Diesen winterlich-kalten, sonnigen Sonntag, den er zunächst gar nicht als einen besonderen wahrnahm, genoss Benka Barloschky in Wilhelmsburg entspannt im Kreise seiner Familie mit seinen zwei Kindern Bruno (4) und Lola (2). Seiner Mannschaft hatte er frei gegeben, was allerdings ohnehin dem Trainingsplan in dieser Woche entsprach. Ein Jahr zuvor aber, am Abend des 7. Januar 2023, hatten sich die Ereignisse noch überschlagen.

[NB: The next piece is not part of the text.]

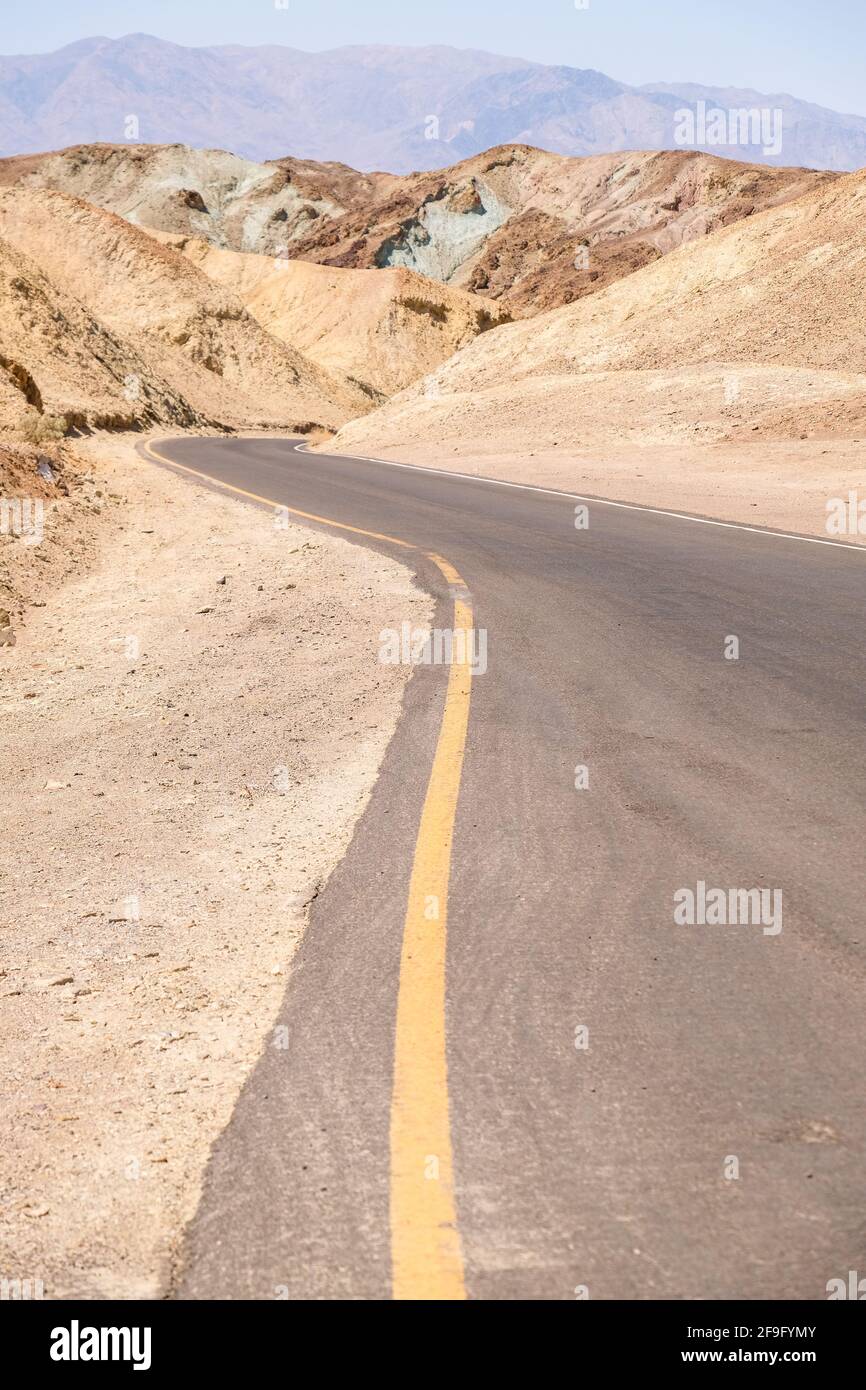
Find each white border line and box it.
[295,443,866,555]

Nach der 65:80-Heimniederlage und einer enttäuschenden, blutleeren Vorstellung der Veolia Towers Hamburg gegen den späteren deutschen Meister ratiopharm Ulm hatte Sportchef Marvin Willoughby (45) den erst ein halbes Jahr zuvor engagierten österreichischen Cheftrainer Raoul Korner (49) freigestellt und über Nacht dessen Co-Trainer Barloschky (36) zum Hauptverantwortlichen der Basketball-Bundesliga-Mannschaft befördert.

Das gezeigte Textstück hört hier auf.